The rally took place at a time of high COVID spread, deaths and hospitalizations. De Blasio was furious.

“Something absolutely unacceptable happened at Williamsburg tonite: a large funeral gathering in the midst of this pandemic,” de Blasio wrote on Twitter.

De Blasio called the tweet “tough love.”

“When I heard I went there myself to make sure the crowd was dispersed. And what I saw WILL NOT be tolerated as long as we fight the coronavirus,” he said. declared.

De Blasio is seeking to win a seat in the 10th congressional district that stretches from lower Manhattan, through much of Park Slope and other parts of Brownstone Brooklyn, then takes part of Borough Park.

“It was in a moment of passion and pain about what was happening in the city,” de Blasio said after Sunday’s meeting with Jewish leaders.

“But it was a mistake.
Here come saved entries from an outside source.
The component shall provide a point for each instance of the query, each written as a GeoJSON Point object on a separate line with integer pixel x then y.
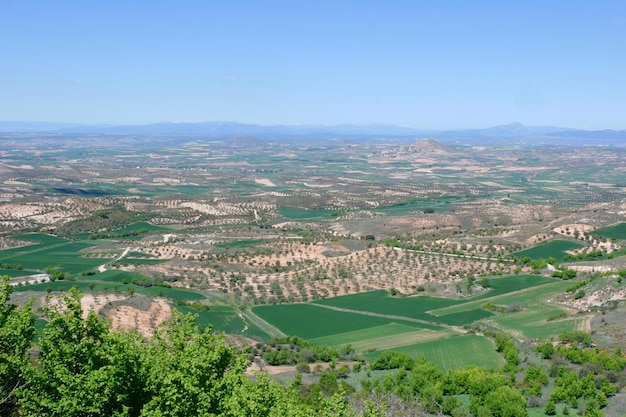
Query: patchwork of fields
{"type": "Point", "coordinates": [371, 322]}
{"type": "Point", "coordinates": [427, 326]}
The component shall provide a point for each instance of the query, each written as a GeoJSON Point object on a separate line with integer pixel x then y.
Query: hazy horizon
{"type": "Point", "coordinates": [425, 65]}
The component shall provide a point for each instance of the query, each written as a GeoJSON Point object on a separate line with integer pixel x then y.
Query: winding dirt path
{"type": "Point", "coordinates": [103, 267]}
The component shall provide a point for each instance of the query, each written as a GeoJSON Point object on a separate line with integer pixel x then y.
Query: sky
{"type": "Point", "coordinates": [436, 64]}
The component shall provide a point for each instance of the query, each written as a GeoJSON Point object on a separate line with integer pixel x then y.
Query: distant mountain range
{"type": "Point", "coordinates": [514, 134]}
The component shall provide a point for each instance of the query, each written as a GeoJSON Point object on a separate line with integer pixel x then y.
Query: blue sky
{"type": "Point", "coordinates": [427, 64]}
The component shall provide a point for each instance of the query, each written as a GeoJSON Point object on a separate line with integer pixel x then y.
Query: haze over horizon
{"type": "Point", "coordinates": [427, 65]}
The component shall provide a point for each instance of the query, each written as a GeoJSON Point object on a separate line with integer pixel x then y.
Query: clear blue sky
{"type": "Point", "coordinates": [427, 64]}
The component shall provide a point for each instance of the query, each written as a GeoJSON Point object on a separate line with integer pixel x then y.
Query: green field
{"type": "Point", "coordinates": [454, 352]}
{"type": "Point", "coordinates": [309, 321]}
{"type": "Point", "coordinates": [381, 337]}
{"type": "Point", "coordinates": [291, 213]}
{"type": "Point", "coordinates": [50, 251]}
{"type": "Point", "coordinates": [423, 307]}
{"type": "Point", "coordinates": [617, 231]}
{"type": "Point", "coordinates": [239, 243]}
{"type": "Point", "coordinates": [556, 249]}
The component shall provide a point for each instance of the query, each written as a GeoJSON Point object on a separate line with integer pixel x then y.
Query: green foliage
{"type": "Point", "coordinates": [87, 370]}
{"type": "Point", "coordinates": [392, 360]}
{"type": "Point", "coordinates": [564, 273]}
{"type": "Point", "coordinates": [84, 370]}
{"type": "Point", "coordinates": [505, 402]}
{"type": "Point", "coordinates": [292, 349]}
{"type": "Point", "coordinates": [17, 328]}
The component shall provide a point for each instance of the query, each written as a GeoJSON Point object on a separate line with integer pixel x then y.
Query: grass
{"type": "Point", "coordinates": [432, 309]}
{"type": "Point", "coordinates": [388, 335]}
{"type": "Point", "coordinates": [617, 231]}
{"type": "Point", "coordinates": [309, 322]}
{"type": "Point", "coordinates": [555, 248]}
{"type": "Point", "coordinates": [94, 286]}
{"type": "Point", "coordinates": [291, 213]}
{"type": "Point", "coordinates": [239, 243]}
{"type": "Point", "coordinates": [454, 352]}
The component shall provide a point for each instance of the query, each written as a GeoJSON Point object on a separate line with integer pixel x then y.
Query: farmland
{"type": "Point", "coordinates": [381, 245]}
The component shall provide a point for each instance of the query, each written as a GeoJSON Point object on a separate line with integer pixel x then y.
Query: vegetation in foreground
{"type": "Point", "coordinates": [85, 369]}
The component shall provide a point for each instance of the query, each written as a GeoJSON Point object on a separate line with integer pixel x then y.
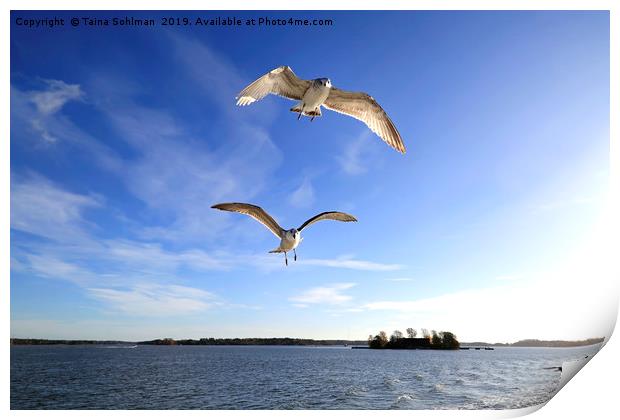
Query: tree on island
{"type": "Point", "coordinates": [396, 335]}
{"type": "Point", "coordinates": [379, 341]}
{"type": "Point", "coordinates": [443, 340]}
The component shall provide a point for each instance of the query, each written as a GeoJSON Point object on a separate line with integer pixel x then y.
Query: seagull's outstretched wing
{"type": "Point", "coordinates": [255, 212]}
{"type": "Point", "coordinates": [281, 81]}
{"type": "Point", "coordinates": [363, 107]}
{"type": "Point", "coordinates": [331, 215]}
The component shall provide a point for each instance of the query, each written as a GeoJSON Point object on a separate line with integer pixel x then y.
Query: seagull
{"type": "Point", "coordinates": [312, 94]}
{"type": "Point", "coordinates": [289, 239]}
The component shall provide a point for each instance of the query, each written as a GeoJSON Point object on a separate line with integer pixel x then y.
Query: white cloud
{"type": "Point", "coordinates": [330, 295]}
{"type": "Point", "coordinates": [303, 196]}
{"type": "Point", "coordinates": [508, 277]}
{"type": "Point", "coordinates": [57, 94]}
{"type": "Point", "coordinates": [350, 263]}
{"type": "Point", "coordinates": [156, 300]}
{"type": "Point", "coordinates": [41, 208]}
{"type": "Point", "coordinates": [357, 154]}
{"type": "Point", "coordinates": [400, 279]}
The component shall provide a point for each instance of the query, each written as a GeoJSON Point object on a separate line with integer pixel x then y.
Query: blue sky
{"type": "Point", "coordinates": [122, 139]}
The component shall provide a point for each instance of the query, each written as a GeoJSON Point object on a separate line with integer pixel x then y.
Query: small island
{"type": "Point", "coordinates": [433, 340]}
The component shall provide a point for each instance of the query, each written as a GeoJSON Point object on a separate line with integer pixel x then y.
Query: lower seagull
{"type": "Point", "coordinates": [289, 239]}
I shouldn’t have done it.

The former two-term mayor stressed that the COVID-19 pandemic was “very difficult” and that he had to make “a lot of tough decisions” as thousands of New Yorkers died from the killer virus.
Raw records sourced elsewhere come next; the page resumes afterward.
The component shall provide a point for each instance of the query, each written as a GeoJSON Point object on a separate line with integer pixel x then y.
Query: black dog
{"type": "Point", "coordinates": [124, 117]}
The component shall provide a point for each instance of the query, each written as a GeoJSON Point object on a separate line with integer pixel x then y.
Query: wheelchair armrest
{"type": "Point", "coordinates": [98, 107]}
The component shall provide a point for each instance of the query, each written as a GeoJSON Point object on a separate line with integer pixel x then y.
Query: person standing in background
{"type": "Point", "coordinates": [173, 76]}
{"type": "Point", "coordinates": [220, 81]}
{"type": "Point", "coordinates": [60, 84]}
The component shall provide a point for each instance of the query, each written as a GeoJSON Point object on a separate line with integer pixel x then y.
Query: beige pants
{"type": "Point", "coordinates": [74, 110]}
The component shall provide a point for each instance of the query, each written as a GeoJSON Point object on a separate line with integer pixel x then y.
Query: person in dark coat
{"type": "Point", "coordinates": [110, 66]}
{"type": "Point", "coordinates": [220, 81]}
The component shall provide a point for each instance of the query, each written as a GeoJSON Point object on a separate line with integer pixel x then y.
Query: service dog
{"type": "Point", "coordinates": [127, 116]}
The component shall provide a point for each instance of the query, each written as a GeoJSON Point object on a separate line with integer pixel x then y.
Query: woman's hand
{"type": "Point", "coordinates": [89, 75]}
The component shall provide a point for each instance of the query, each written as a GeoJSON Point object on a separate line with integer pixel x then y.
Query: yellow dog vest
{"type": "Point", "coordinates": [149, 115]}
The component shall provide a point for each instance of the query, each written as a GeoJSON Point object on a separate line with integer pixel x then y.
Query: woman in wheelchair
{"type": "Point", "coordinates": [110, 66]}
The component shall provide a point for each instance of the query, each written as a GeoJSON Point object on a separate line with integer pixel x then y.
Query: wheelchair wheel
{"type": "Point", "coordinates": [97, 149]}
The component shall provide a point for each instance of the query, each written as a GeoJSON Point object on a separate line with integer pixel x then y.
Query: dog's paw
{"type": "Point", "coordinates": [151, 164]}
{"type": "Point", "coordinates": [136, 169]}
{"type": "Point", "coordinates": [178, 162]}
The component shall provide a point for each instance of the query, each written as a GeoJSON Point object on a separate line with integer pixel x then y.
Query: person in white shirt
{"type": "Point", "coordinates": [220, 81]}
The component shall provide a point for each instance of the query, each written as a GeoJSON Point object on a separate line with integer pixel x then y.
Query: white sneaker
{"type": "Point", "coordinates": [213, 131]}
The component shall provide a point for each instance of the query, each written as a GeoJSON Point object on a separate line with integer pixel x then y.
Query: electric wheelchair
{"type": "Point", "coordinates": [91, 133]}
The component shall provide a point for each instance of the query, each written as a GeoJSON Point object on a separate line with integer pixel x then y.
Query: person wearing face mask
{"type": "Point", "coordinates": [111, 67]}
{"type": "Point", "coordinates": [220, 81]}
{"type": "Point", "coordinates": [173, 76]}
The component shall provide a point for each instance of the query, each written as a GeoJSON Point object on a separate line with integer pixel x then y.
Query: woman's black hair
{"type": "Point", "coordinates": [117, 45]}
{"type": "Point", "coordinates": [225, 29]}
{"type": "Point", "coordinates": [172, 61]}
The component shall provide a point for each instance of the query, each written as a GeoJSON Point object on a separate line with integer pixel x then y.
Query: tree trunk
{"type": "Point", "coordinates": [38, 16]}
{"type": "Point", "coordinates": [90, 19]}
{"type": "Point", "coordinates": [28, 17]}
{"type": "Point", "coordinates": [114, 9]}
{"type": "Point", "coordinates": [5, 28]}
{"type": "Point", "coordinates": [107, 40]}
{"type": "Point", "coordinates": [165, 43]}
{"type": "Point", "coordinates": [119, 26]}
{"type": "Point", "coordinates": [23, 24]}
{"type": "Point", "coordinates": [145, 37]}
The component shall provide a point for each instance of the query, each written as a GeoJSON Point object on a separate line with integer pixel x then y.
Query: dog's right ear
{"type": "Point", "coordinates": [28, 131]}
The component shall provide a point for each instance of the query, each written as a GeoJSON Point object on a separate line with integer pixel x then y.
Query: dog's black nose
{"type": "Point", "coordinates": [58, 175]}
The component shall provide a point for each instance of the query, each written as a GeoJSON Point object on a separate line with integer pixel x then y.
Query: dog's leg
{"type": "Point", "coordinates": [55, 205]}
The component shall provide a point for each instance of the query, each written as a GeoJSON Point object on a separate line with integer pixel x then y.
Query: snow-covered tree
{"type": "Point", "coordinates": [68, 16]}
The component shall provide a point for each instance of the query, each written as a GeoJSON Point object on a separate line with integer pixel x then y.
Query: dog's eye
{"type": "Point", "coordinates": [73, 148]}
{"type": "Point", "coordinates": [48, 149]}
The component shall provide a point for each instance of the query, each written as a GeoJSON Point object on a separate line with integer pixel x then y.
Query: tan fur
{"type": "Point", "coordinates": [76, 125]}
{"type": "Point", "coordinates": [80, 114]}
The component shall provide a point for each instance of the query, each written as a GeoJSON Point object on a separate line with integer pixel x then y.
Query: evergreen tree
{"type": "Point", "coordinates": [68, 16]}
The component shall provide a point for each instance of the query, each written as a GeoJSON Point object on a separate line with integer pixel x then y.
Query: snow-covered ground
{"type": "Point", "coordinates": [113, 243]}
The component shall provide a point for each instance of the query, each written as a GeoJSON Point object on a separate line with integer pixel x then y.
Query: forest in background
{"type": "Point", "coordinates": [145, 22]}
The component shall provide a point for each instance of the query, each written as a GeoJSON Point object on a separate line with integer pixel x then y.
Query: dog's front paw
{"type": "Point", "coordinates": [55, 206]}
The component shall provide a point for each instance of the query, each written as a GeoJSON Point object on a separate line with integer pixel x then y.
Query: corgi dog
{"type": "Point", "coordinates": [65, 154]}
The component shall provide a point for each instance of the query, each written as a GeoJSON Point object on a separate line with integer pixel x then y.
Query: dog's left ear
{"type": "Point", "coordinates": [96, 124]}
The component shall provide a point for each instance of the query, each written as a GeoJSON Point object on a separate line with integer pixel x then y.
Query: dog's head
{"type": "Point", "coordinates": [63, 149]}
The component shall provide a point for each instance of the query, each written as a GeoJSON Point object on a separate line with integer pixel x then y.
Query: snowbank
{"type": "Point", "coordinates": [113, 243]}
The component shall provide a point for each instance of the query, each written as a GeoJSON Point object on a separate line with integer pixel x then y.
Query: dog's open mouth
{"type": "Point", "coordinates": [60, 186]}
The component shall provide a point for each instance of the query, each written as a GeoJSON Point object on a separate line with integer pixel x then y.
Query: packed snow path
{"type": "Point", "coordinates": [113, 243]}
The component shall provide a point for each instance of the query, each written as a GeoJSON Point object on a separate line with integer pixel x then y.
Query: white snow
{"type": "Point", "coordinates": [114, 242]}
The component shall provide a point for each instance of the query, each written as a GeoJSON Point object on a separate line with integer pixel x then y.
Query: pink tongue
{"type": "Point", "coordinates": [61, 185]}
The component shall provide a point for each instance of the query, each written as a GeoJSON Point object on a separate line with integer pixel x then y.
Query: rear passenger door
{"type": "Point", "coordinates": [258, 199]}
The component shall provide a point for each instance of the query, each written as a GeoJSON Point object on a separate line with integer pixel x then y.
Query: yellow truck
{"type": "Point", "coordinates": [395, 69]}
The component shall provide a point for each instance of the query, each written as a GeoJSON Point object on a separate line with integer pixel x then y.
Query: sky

“I’m sure every decision was not the right one,” de Blasio said.

De Blasio’s “tough love” at the time drew huge backlash not only from segments of the Orthodox Jewish community, but also from groups such as the Anti-Defamation League that monitor anti-Semitism.

But de Blasio, who has deep ties to leaders of Brooklyn’s Jewish community during his 20 years as an alderman, public attorney and two terms as mayor, urged them to “remember all the ‘story’ of his record, including actions he took that they liked.

Hasidic Jews
Hundreds of Hasidic Jews gathered in the streets for the funeral of Rabbi Chaim Mertz in April 2020.
PA

The former mayor potentially faces a slew of 14 other Democratic primary candidates for the open seat. Besides de Blasio, other candidates in the Democratic primary for DC 10 include: Representative Mondaire Jones, who currently represents DC 17 in the northern suburbs of New York; Brooklyn Congresswoman Jo Anne Simon, Lower East Side Councilwoman Carlina Rivera, Lower Manhattan Congresswoman Yuh-Line Niou, former Brooklyn District Attorney and Congresswoman Elizabeth Holtzman, former House of Impeachment attorney Dan Goldman and army veteran and anti-communist activist Yan Xiong, among others.

The former mayor had no immediate comment if there are any further regrets or apologies he will make as he rushes for votes in the largely progressive district.

The meeting with Borough Park religious leaders was requested by an ally of Bobov’s Hasidic movement, Yitzchok Fleischer, according to Jewish Week.

Big COVID Gathering
The former mayor said his tweet expressed concern over what was happening in the city.
PA

Fleischer said he and Hasidic activists in Bobov “will probably support him next week.”

Fleischer said de Blasio’s filing also includes funding childcare vouchers for yeshivas in 2015, a move popular with the ultra-Orthodox community.

Fleischer also said de Blasio’s left-progressive values ​​came through during the meeting, but that “we want to give him a chance.”

“We made it clear to him that we are not progressive…Congress is [elected] every two years. If he does something against the community, believe me, in two years people won’t vote for him,” he told Jewish Week.